Dr. Lindau war es nicht neu, daß Frauen oft gehemmt waren, wenn sie einem Arzt, einem Mann also, von irgendwelchen Beschwerden im Intimbereich berichten sollten. Das schien nun auch bei Irmgard Ehlers der Fall zu sein. »Frau Ehlers, ich nehme an, daß es Ihnen peinlich ist, mir von Ihren Beschwerden zu erzählen – weil ich ein Mann bin«, redete er beruhigen auf die junge Frau ein. »Ich verstehe das, aber denken Sie jetzt nur daran, daß ich der Arzt bin, zu dem Sie Vertrauen haben sollten.«
Irmgard Ehlers straffte sich ein wenig. »Ich gebe zu, daß ich natürlich lieber mit einer Ärztin gesprochen hätte«, erklärte sie mit leiser Stimme, »aber wenn es nicht…« Das Schrillen des Telefons auf dem Schreibtisch hinderte sie am Weitersprechen.

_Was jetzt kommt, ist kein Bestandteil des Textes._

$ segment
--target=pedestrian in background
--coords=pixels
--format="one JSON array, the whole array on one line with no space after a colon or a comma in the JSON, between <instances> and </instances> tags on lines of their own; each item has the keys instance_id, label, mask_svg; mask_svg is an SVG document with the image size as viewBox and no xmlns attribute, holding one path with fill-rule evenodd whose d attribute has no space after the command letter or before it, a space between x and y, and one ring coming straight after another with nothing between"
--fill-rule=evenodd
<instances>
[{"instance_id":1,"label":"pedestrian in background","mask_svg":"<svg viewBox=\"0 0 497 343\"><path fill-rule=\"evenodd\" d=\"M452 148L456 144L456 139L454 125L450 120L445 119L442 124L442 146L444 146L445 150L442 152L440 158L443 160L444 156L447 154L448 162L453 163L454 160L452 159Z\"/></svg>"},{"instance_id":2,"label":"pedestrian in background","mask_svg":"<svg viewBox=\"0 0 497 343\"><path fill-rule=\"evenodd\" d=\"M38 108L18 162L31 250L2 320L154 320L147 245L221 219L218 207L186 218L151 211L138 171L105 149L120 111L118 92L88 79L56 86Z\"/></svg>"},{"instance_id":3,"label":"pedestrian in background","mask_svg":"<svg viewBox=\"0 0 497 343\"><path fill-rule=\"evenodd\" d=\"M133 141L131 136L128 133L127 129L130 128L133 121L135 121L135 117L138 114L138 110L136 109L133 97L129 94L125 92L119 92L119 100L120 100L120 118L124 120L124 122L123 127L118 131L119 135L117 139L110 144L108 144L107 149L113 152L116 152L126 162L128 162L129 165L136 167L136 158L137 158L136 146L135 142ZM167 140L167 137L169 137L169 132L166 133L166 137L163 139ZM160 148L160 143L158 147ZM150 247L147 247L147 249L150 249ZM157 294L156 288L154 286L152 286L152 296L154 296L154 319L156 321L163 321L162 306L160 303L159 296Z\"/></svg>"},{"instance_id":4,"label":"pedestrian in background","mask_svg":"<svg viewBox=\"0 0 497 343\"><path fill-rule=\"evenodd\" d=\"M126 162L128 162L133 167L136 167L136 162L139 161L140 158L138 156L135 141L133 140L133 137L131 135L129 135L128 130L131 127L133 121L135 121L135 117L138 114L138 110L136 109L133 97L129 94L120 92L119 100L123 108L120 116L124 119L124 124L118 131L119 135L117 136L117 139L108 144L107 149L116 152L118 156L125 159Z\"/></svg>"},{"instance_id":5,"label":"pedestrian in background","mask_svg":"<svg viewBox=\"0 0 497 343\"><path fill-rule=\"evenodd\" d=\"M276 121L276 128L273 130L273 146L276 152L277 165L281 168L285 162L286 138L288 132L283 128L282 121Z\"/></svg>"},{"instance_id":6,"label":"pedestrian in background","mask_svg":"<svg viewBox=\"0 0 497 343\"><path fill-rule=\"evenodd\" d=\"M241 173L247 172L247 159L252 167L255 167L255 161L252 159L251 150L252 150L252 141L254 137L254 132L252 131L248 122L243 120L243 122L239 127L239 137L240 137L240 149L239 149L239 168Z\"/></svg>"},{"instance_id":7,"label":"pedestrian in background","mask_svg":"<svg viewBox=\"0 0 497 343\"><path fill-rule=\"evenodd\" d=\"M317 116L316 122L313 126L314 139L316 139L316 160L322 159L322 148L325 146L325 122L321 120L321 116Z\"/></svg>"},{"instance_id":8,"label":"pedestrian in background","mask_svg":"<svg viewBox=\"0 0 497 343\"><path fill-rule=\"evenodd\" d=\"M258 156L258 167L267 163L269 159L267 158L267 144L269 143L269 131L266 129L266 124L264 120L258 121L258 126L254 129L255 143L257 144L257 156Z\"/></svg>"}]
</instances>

Dr. Lindau meldete sich. Am anderen Ende der Leitung war Dr. Hoff. »Ja, was gibt es, Herr Kollege?« fragte der Chefarzt.
»Ich glaube, wir müssen bei der Patientin Herning sofort einen Kaiserschnitt vornehmen«, kam die Antwort. Es folgten einige kurze Begründungen.
Dr. Lindaus Miene wurde ernst. »Wenn das so ist, Herr Hoff, dann lassen Sie sofort alles vorbereiten«, wies er den Gynäkologen an. »Ich bin in ein paar Minuten oben.« Er legte auf und wandte sich an Irmgard Ehlers. »Tut mir leid, aber ich muß schnellstens zu einem Eingriff. Eine Kaiserschnittgeburt kann man nicht aufschieben.«
»Soll… soll… ich warten, Herr Doktor?« fragte die junge Frau.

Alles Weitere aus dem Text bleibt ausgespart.